Se você quer respostas abrangentes e precisas no seu chatbot de IA, é difícil imaginar uma fonte de dados melhor do que uma organização jornalística que, por 175 anos, empregou jornalistas profissionais experientes e bem remunerados para descobrir novas informações, narrar eventos em andamento e avaliar desenvolvimentos em política, negócios, cultura, esportes, ciência e assuntos globais. Esse trabalho original é valioso para as empresas de tecnologia em grande parte porque foi cuidadosamente escrito e editado, verificado de forma independente, submetido aos mais altos padrões de justiça e precisão, e apresentado de forma distintiva e envolvente.

Só no ano passado, o "The New York Times" publicou quase meio milhão dessas obras — de artigos a fotos, vídeos e podcasts —, a um custo de mais de US$ 2 bilhões. Temos jornalistas em todos os 50 estados americanos e em 155 países, e esses profissionais não raramente enfrentam situações de risco de vida. Na Ucrânia, por exemplo, tivemos mais de 70 jornalistas e equipe de apoio em campo. Tudo isso apenas em 2025. Some essas contribuições ao longo de 175 anos e 20 milhões de obras originais, e você terá uma ideia mais clara do que nossa redação contribuiu para a compreensão pública do mundo.

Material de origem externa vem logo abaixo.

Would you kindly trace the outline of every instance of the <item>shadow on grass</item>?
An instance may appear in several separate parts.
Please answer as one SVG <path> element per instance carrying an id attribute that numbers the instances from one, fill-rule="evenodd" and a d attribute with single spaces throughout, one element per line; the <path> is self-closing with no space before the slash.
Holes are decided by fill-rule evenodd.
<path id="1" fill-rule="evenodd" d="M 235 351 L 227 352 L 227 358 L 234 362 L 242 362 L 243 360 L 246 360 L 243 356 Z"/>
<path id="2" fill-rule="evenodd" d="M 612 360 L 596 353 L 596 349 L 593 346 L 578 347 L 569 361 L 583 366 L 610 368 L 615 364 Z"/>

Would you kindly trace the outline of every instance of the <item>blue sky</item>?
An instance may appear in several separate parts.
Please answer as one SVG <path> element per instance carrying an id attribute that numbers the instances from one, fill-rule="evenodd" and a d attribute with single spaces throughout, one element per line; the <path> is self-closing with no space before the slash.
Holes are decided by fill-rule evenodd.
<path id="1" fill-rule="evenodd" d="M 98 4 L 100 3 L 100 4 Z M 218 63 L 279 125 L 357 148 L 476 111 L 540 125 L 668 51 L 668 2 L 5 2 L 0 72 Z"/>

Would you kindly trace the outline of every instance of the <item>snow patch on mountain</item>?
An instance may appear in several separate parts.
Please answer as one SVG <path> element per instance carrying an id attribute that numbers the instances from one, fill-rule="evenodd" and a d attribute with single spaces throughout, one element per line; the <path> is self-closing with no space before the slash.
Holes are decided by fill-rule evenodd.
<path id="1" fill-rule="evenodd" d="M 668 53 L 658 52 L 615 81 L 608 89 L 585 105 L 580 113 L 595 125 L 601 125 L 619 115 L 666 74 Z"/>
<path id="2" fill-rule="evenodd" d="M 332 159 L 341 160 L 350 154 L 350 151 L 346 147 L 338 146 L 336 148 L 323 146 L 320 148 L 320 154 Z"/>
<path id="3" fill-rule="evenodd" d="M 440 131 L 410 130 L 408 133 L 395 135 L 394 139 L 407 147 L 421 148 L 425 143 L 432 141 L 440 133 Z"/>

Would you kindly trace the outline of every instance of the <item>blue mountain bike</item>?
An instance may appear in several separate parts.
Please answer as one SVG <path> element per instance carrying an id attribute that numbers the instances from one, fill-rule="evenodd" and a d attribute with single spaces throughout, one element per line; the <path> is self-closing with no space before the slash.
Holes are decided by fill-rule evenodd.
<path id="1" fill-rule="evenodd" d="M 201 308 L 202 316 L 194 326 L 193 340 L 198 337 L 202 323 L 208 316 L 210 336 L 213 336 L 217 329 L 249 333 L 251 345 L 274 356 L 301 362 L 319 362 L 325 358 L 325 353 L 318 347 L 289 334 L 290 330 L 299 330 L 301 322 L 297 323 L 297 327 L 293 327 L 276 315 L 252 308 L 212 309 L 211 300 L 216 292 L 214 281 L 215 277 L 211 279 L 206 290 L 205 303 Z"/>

O valor distintivo do jornalismo do "Times" — assim como o de outras fontes de jornalismo de qualidade — foi repetidamente reafirmado pela preferência que as empresas de IA demonstram por ele. Embora a maioria das empresas de IA oculte suas fontes de treinamento, o "Times" foi a maior fonte individual de dados proprietários em um conjunto de dados importante usado para treinar vários modelos diferentes, seguido por outras organizações jornalísticas, como "The Guardian" e "Los Angeles Times". As empresas de IA consideram a extração de informações de organizações jornalísticas de qualidade como um dos sinais mais confiáveis de que seus produtos estão funcionando corretamente. Como disse um vice-presidente da Microsoft: "Conteúdo premium melhora significativamente a qualidade das respostas".

No entanto, os gigantes tecnológicos argumentaram de forma consistente que não deveriam ser obrigados a pedir permissão para usar — muito menos pagar por — esse tipo de propriedade intelectual. Seu argumento, como mostram suas ações, é que têm direito a ela. A Meta treinou seu modelo em um banco de dados notório de livros pirateados ilegalmente. A Perplexity desafiou abertamente a norma consolidada de que sites não podem ser rastreados às escondidas, contrariando suas objeções explícitas. A OpenAI fez lobby junto ao governo americano para obter imunidade legal pelo confisco de obras alheias. Até mesmo a Anthropic, frequentemente citada por seu compromisso com o desenvolvimento ético da IA, se recusou a pagar pelo jornalismo de alta qualidade que usa em seus produtos.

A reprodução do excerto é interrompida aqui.